Jeu de puissances au Mali : le pire est à venir

La junte militaire qui a renversé le 22 mars, le président Amadou Toumani Touré au Mali se donne un peu d’air en adoptant une nouvelle constitution qui proclame dans son préambule l’attachement solennel à perpétuer la démocratie et l’Etat de droit. La junte qui se présente sous le nom du Comité national pour le redressement de la démocratie et la restauration de l’État (CNRDRE), veut aussi donner des garanties à la communauté internationale en affirmant qu’aucun de ses membres ou celui du prochain gouvernement de transition ne peut briguer la députation ou la présidence. Cela dit, la communauté internationale continue d’appeler fermement au retour au processus électoral et au retour d’Amadou Toumani Touré. La réaction la plus virulente est venue de la CEDEAO qui est allée jusqu’à mettre en état d’alerte ses forces armées afin de se préparer à toute éventualité.

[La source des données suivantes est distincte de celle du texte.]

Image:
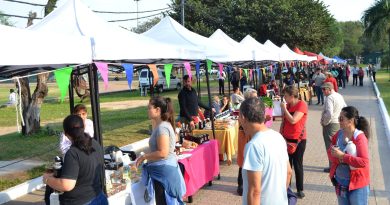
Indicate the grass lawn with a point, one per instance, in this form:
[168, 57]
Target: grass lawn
[120, 127]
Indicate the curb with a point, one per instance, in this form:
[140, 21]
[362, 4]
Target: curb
[383, 110]
[20, 190]
[34, 184]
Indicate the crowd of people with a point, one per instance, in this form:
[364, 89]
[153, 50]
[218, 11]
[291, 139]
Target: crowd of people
[266, 157]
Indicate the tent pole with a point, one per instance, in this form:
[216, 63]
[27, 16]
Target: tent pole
[209, 95]
[228, 80]
[94, 90]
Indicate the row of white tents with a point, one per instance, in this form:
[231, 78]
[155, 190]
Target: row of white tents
[73, 34]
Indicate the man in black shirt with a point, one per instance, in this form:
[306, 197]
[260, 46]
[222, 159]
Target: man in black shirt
[189, 102]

Mais ce qui inquiète les observateurs, ce n’est pas tant Bamako que le Nord du pays. Les puissances européennes savent qu’un scénario à la nigérienne est très probable. Avec un peu de pressions économiques, la junte remettra le pouvoir dans un délai que l’on estime raisonnable. Cependant, la rébellion Touarègue conduite par le Mouvement National de Libération de l’Azawad ne veut pas desserrer son étau et continue à proclamer haut et fort son désir d’indépendance. Ce qui bien sûr provoque une réaction très nationaliste dans le reste du pays. En outre, l’Algérie et le Niger ne regardent pas d’un bon œil cette revendication d’indépendance provenant des populations Touarègues, notamment parce que ces deux pays comptent plusieurs centaines de milliers de Touaregs et que si jamais un Etat Azawad s’installe dans le nord du Mali, il jouera le rôle de locomotive identitaire pour les Touaregs nigériens et algériens. D’autre part, l’apparition sur l’échiquier du groupe salafiste radical Ansar Dine, risque de compliquer encore les choses. Soupçonné d’avoir des relations avec la secte nigériane Boko Haram, Ansar Dine inquiète fortement les occidentaux qui voient le Sahel se désintégrer sous leurs yeux. Cette situation a fait dire à un ancien diplomate français en poste à Bamako que « le pire reste encore à venir. Le jeu égoïste des puissances régionales comme l’Algérie et la Mauritanie, ainsi que la mauvaise foie de la France vont jeter cette région dans des décennies d’instabilité ». Prémonitoire.